Vladimir Malukh, a 33-year-old computer programmer, regularly receives e-mails from Microsoft. The software giant wants to hire him, and has offered him several incentives: a work permit, a fat salary, a nice apartment in Redmond, Washington-even driving classes. Malukh isn't interested. "When you've lived in the Soviet Union, the last place you want to work is Microsoft," he says. Malukh much prefers running his own thriving company, called ProPro, which makes computer-design software. "We have clients around the world," he says.
So far, so familiar. But Malukh is more than an independent-minded software entrepreneur. He's an independent-minded software entrepreneur who lives in Siberia. Specifically, in Akademgorodok, a once secret "academic town" started by Nikita Khruschev in 1957 as a defense-industry research center. Since 1994 more than 40 software companies have sprung up in this town, which is 2,000 miles from Moscow, 20 miles south of Novosibirsk and sufficiently prominent in cyberspace to have earned the nickname of the "Silicon Taiga." Lodged in decaying university buildings, these fledgling firms are producing products for such world-class technology companies as Canada's Northern Telecom and America's Sun Microsystems. Akademgorodok is teeming with cheap talent. For many years, mathematically gifted students from across Russia were brought to the city to study. Its institutes were the country's most and its scientists the most privileged, shopping in well-stocked stores. Funding peaked in the mid-1980s when Mikhail Gorbachev commissioned 500 engineers to build a rival to Intel. Since then drastic cuts have left little money for salaries. A programmer can now be hired for as little as $1,000 a month.

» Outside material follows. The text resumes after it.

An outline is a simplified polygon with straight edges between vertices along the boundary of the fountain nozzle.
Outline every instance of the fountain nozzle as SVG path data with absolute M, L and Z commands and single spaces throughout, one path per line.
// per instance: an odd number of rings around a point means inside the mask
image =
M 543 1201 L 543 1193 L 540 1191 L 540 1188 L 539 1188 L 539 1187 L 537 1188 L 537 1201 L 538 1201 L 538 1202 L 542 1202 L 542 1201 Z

No wonder Western companies have come calling. Northern Telecom chose a firm called XDS to upgrade its compiler programs. Sun signed up UniPro, which has more than 100 employees, to work on a number of projects, including applications for its Java language. Though Malukh said no, Microsoft has hired away so many Akademgorodok programmers that the locals are now annoyed.
It's not surprising that many want to leave. Some scientists go unpaid and must grow their own potatoes to get enough to eat. The health service has deteriorated, and the crime rate is rising. Such hardships have made some researchers reactionary. You're more likely to see a picture of Stalin than Einstein in the institutes, while hammer-and-sickle flags fly proudly over shopping arcades.
But the Internet just might save the city. Malukh's customers, many of them in Europe, don't care that he's in Siberia. They download his products over the Web, use e-mail to get technical support and savor the fact that his products cost a third as much as competing products from the West. "We do not feel we need to emigrate because Russia has become a country with better opportunities to start your own business," says Malukh. Watch out, Bill Gates.